Eight Video Installations at Valade Family Gallery at the College for Creative Studies
The staging of the current exhibition at the Valade Family Gallery creates an enigmatic equation. Eight separate, strategically arranged, large-screen video installations by eight renowned video artists occupy the darkened gallery. Like the theory of “intersectionality” itself, which holds that all issues of gender, race, and class are interconnected, each video performs a drama of identity construction issues that might face the LGBTQ community; and each has extraordinary dramatic value with captivating characters and stories. Thanks to Exhibitions Manager and co-curator Jonathan Rejewski, the Valade space is perfectly articulated to allow for quiet, meditative viewing, but at the same time demonstrates, like a Venn diagram, the overlapping issues from piece to piece, from artist to artist, of sexual, racial discrimination, homophobia, and class elitism.
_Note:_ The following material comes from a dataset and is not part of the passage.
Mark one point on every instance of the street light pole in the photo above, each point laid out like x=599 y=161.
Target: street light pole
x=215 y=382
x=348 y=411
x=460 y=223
The layout is a compelling stage for one of the most compelling issues of our time. By the same token, “Desire as Politics” performs a galvanizing a vision of the crippling emotional effect of our dire human landscape.
The eight artists were selected by College for Creative Studies assistant professor Scott Northrup of the Entertainment Arts faculty. As an artist and experimental filmmaker himself, whose own work is concerned with identity construction, Northrup’s selection covers a period in which the language and politics of sexual identity have undergone radical changes. From the catch-all term “queer,” to “gay or lesbian,” to LGBTQ, from basically 1985 to present, the shift from a binary language (queer or straight) to a nuanced dialectic has broken down the binary into open forms, and has become part of mainstream culture.
The earliest video, Cecilia Dougherty’s 1985 “Gay Tape: Butch and Femme,” is a strikingly complex and even, in retrospect, humorous documentary, for its diverse representation of lesbian identity. Shot in Ollie’s Bar, “a lesbian dive on Telegraph Avenue in Oakland (CA),“ it features five women’s impromptu statements about their sexual identities. At one point Dougherty herself bemoans the need to “validate our homosexuality” while heterosexuals don’t have that pressure. What is borne out in the work is the complex semiotics of the old terms of “femme” and “butch.” At one point a black woman who self-identifies as butch does a veritable standup comic routine on the semiotics of butch and femme clothing, behavior, and mores. It is brilliantly detailed and really funny how much, like a semiotician, she has paid attention to the difference between herself and “femmes.”
Like any social critique, each of the videos is complex and supports multiple readings. Filmmaker Matt Lambert’s “His Sweat,” 2016, is a four-minute, erotic exploration of sweating male nudes, and while homoerotic in style, could be seen as simply an exploration of the sculptural beauty of the male form. It’s in that difference that “Desire as Politics” is a polemic as much as a collective documentary on sexual identity.
Even more complicated is Ira Sachs’ “Lady” (1994), an engaging, 28-minute narrative portrait of a female “actress” who rambles from one identity to another, from lesbian portraying a gay man, to playing a gay man portraying straight women. We really are never sure of the psychic make up of the speaking subject. Emotionally “Lady” is suffused with a strange, unresolved longing for something, for a satisfaction that is stalemated by indescribable forces. The piece prefigures Sachs’ later film, Leave the Lights On (2012), that develops this frustration into a critically acclaimed feature, where uncertainty of sexual identity between two male characters is the prevalent dynamic.
While seemingly humorous, “Women’s Size Eight” (2017), a four-minute video by College for Creative Studies’ student Zachary Marsack, portrays the torturous effort to “shoe-horn” a battered “male foot” into a dainty, spike-heeled shoe. The physical torture notwithstanding, the metaphor of fitting a masculine-assigned figure into a feminine form is perfectly and simply stated. Marsack’s video is the only one projected on a TV, which appropriately sits on the floor where feet belong.
“Desire as Politics” executes an amazingly astute, while very human, analysis of our hybridized sexual landscape and, by so doing, suggests the deep critical readings of the so-called heterosexual landscape as well. Because of the dazzling collection of images and voices, the most eye-opening video is Rashaad Newsome’s “Stop Playing in My Face,” 2016. The title was taken from a performance by transgendered Samantha James Revlon and, through a video collage of baroque jewelry and architectural elements, Newsome designed a head-shaped sculpture and video that speaks of the patriarchy of straight life and the desire and need to break it down. In this he has employed the voices of various feminists, such as bell hooks and trans activist Janet Mock, to speak their critiques from collaged mouths in the sculpture. The selection and arrangement of videos in and of itself creates a stunning deconstruction of our gendered landscape.
“Desire as Politics” at College for Creative Studies’ Valade Family Gallery – through March 10, 2018.